御堂は滅多に自分のことを人に話さない。主要人物にもかかわらず、ちょっと謎が多い。家族の話もほとんどしない人だから。
この一連の異界騒動で初めて、御堂にかなり関係している人物が出たのだ。彼女からしたら気になるのも仕方ないのか。
鼎は錦裏に対して敬語を使う御堂がどこか新鮮に見えた。あんなに口が悪いのに、錦裏には丁寧な感じだった。
和希の直接的な先輩なのは間違いない。
「わかったよ。じゃあ次の休みん時に話すよ。しかし珍しいよな…鼎が興味示すなんてな〜」
「そういう時もあるだろうが」
宇崎はこの2人を微笑ましく見ていた。仲がよろしいようで。
和希は少し丸くなったように見えるが、非戦闘時だからそんなもんか。
戦闘時は口めちゃくちゃ悪くなるが、仕方ない。あれが和希の本性だ。和希はあっさり隊長業務に慣れてるあたり、現場(戦場)にいないとダメなタイプだ。
鼎は相変わらず言い方は冷淡だが、和希や馴染みの仲間相手になるとどこか声が優しい。
仮面で顔は見えないんだけど、彼女は隊員達に対してはかなり仲間思いになっていた。司令補佐業務、大変なのになー。
…でも彼女もだんだん補佐に慣れてきてる。俺のサポートのおかげかな。って自画自賛しちゃダメだろ、宇崎。
数日後の休日。鼎と御堂は久しぶりにデートする形に。プライベートとなると鼎がリードしがちになる。
「和希、『藤代』でランチしよう。
あそこなら店内広いし、喫茶店だから長居も出来るだろう?和希の知り合いがいるから安心だな」
「鼎…なんで制服にそのコート着てんだよ!?今日休みだろ!?私服で来いよ…」
御堂は鼎の格好を見た。バッチリゼルフェノアの白い制服に司令用の黒い薄手のコート姿。

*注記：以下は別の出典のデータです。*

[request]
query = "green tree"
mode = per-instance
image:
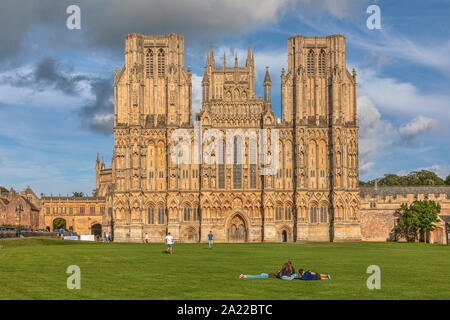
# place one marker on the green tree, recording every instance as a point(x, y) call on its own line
point(77, 194)
point(427, 212)
point(407, 223)
point(447, 180)
point(419, 217)
point(59, 223)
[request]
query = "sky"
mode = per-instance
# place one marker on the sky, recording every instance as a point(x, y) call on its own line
point(56, 84)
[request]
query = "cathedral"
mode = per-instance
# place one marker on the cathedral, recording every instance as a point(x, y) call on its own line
point(311, 194)
point(237, 170)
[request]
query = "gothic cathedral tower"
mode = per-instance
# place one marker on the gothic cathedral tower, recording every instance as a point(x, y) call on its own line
point(152, 94)
point(319, 102)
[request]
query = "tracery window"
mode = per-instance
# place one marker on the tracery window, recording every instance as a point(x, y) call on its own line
point(221, 165)
point(322, 63)
point(237, 166)
point(161, 63)
point(149, 63)
point(310, 63)
point(313, 215)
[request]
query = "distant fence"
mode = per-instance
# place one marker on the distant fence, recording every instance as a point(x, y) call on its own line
point(13, 234)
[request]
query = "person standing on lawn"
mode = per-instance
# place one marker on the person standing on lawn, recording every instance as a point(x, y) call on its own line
point(210, 239)
point(169, 241)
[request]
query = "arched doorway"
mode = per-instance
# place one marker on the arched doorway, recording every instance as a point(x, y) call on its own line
point(284, 236)
point(96, 230)
point(437, 236)
point(237, 232)
point(59, 223)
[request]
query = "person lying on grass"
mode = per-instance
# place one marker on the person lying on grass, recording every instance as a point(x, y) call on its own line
point(286, 271)
point(309, 275)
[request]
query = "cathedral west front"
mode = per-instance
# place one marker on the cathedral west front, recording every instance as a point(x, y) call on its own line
point(161, 181)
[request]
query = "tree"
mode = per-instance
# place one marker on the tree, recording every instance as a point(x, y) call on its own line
point(407, 224)
point(59, 223)
point(447, 180)
point(419, 217)
point(415, 178)
point(77, 194)
point(427, 212)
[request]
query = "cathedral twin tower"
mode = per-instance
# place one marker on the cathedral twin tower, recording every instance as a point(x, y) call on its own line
point(313, 193)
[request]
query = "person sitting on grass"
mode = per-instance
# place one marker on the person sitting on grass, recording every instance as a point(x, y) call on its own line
point(260, 276)
point(286, 271)
point(309, 275)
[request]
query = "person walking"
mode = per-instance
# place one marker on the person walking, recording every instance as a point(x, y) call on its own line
point(210, 239)
point(169, 241)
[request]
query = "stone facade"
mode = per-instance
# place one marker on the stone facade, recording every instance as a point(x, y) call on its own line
point(20, 209)
point(378, 205)
point(312, 196)
point(84, 215)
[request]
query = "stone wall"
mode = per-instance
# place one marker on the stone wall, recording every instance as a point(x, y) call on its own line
point(378, 206)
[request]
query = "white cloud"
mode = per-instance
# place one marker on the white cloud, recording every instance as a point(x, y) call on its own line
point(375, 134)
point(441, 170)
point(399, 98)
point(433, 55)
point(417, 126)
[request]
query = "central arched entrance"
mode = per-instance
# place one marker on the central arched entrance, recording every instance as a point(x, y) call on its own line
point(96, 230)
point(59, 223)
point(284, 236)
point(237, 232)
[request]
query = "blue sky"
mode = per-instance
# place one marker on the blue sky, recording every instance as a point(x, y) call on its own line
point(56, 84)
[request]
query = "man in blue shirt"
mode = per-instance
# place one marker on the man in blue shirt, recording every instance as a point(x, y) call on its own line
point(210, 241)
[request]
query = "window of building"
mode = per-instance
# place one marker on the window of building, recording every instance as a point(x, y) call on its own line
point(149, 63)
point(161, 63)
point(313, 215)
point(310, 63)
point(322, 63)
point(221, 165)
point(252, 164)
point(323, 215)
point(237, 166)
point(187, 214)
point(160, 215)
point(151, 215)
point(287, 213)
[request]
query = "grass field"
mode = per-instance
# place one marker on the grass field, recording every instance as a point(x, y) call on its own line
point(36, 269)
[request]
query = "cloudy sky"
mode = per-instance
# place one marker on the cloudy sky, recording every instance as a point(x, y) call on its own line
point(56, 84)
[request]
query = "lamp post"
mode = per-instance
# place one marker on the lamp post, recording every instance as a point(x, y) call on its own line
point(19, 210)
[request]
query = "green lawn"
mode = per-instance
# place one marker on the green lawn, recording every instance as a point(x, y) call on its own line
point(36, 269)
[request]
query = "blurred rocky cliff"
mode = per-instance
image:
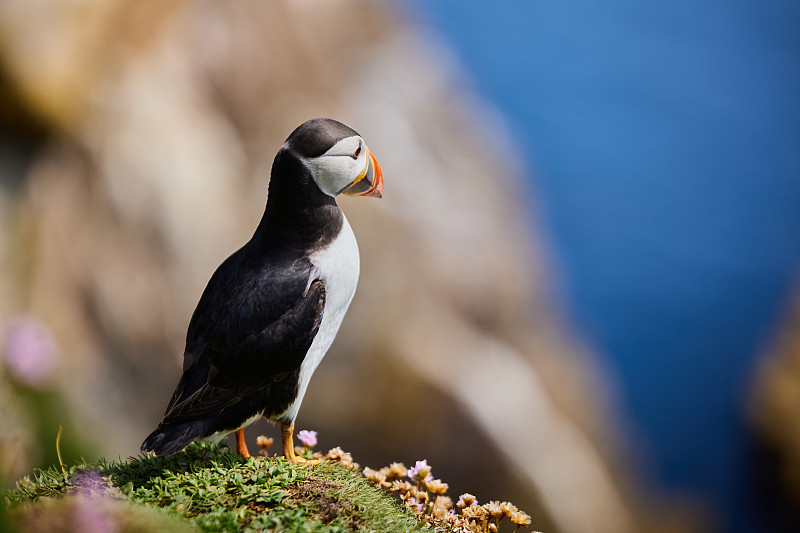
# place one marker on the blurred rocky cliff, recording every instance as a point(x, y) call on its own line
point(137, 138)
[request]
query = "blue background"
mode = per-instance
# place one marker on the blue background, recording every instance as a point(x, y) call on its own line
point(664, 140)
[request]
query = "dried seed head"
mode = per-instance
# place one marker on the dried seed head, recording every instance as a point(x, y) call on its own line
point(465, 500)
point(401, 486)
point(399, 469)
point(264, 441)
point(508, 508)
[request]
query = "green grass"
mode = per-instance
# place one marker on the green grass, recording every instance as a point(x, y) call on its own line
point(205, 488)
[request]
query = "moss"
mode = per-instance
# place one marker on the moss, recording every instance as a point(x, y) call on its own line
point(207, 488)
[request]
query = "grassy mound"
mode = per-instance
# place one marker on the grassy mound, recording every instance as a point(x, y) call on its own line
point(203, 488)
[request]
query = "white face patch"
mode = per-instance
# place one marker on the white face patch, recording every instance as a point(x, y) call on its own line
point(334, 170)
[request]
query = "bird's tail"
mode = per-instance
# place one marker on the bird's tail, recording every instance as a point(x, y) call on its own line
point(172, 439)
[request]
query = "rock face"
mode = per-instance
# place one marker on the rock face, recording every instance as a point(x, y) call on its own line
point(142, 137)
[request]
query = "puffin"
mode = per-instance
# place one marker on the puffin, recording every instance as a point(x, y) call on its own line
point(272, 309)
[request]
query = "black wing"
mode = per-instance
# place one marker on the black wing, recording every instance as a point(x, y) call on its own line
point(251, 324)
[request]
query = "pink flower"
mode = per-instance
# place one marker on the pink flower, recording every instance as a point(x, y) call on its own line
point(308, 438)
point(29, 352)
point(420, 471)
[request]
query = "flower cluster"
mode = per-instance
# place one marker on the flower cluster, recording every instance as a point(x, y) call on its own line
point(426, 495)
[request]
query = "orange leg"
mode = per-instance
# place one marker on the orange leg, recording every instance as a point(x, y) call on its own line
point(288, 442)
point(241, 447)
point(288, 446)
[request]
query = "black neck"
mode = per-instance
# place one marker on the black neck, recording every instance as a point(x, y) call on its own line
point(299, 217)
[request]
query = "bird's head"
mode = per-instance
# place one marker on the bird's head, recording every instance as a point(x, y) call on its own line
point(337, 157)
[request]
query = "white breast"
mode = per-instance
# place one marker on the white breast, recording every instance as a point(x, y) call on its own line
point(339, 266)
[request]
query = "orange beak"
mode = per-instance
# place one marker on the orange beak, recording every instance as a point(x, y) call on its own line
point(370, 183)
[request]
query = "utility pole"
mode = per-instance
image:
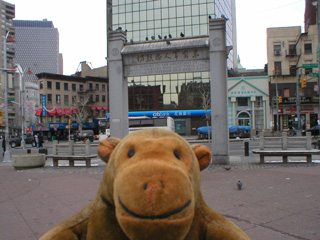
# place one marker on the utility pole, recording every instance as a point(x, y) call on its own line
point(298, 102)
point(277, 103)
point(7, 153)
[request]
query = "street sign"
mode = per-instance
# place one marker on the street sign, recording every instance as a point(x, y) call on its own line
point(314, 74)
point(311, 65)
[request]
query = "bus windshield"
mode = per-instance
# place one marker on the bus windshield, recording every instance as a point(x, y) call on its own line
point(139, 123)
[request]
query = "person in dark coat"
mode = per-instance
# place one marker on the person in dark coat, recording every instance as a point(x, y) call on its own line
point(3, 145)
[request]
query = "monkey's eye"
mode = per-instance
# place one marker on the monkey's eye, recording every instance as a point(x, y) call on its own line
point(131, 152)
point(176, 154)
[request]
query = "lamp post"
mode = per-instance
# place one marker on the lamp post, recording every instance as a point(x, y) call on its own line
point(8, 38)
point(277, 101)
point(21, 72)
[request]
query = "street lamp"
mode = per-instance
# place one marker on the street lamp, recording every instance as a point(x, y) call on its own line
point(21, 72)
point(7, 39)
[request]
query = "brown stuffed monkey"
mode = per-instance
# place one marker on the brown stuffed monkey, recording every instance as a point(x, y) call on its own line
point(150, 190)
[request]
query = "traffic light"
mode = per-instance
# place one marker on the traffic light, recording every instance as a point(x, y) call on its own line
point(303, 82)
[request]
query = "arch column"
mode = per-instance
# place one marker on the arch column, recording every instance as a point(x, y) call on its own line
point(219, 91)
point(118, 94)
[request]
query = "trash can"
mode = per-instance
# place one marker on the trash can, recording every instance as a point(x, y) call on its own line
point(43, 151)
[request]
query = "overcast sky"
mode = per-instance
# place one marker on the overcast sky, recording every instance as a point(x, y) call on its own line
point(82, 27)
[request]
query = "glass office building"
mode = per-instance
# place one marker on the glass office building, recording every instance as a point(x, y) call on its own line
point(151, 20)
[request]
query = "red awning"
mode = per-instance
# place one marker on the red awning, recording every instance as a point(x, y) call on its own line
point(50, 112)
point(59, 111)
point(39, 112)
point(67, 111)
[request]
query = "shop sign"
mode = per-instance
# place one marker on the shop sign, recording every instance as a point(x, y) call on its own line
point(41, 127)
point(44, 111)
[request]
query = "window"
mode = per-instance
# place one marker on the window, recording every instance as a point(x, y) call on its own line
point(242, 101)
point(58, 99)
point(277, 68)
point(307, 71)
point(49, 98)
point(286, 92)
point(277, 49)
point(66, 100)
point(292, 70)
point(307, 48)
point(292, 49)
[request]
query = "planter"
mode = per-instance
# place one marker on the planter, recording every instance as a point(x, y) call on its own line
point(28, 160)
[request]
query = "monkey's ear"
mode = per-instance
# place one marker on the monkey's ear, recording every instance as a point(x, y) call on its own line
point(203, 155)
point(106, 147)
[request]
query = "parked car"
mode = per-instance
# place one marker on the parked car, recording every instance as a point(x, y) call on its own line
point(16, 141)
point(314, 130)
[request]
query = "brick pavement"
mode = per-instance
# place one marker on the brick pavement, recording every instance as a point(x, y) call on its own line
point(278, 201)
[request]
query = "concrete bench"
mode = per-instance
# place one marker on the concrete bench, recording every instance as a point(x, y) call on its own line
point(71, 152)
point(286, 146)
point(28, 160)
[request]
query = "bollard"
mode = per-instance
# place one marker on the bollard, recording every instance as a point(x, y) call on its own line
point(246, 148)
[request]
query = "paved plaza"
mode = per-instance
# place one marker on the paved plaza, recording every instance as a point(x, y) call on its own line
point(278, 201)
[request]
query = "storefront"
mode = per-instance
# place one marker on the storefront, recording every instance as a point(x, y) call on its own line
point(249, 102)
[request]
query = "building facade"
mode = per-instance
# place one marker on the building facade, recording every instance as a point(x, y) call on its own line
point(37, 47)
point(248, 102)
point(75, 99)
point(6, 26)
point(292, 59)
point(147, 20)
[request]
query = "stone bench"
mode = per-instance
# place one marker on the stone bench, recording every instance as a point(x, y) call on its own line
point(71, 152)
point(286, 146)
point(28, 160)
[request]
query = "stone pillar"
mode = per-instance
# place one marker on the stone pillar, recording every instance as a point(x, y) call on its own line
point(118, 86)
point(219, 91)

一方の御堂は私服だが、戦闘時のラフスタイルとあまり変わらない。
「補佐やってると『プライベートってなんだろう?』…ってなるんだよ…。
指揮系統は緊急召集もあるわけだからな」
緊急召集対策か…。
「鼎、悪かった。格好のことはスルーする。そうだよな、お前は『司令補佐』だもんな〜。
…鼎、ぶっちゃけ目立ってるけどいいのかよ。白黒ツートーンに白い仮面姿だから目立っちまうんだよね…。仕方ないけど」
「もう慣れた。人目なんていちいち気にしてられるか」
鼎は吹っ切れてる。
2人は久しぶりに喫茶店「珈琲 藤代」へ来た。ランチのピークはとうに過ぎてたので店内は空いている。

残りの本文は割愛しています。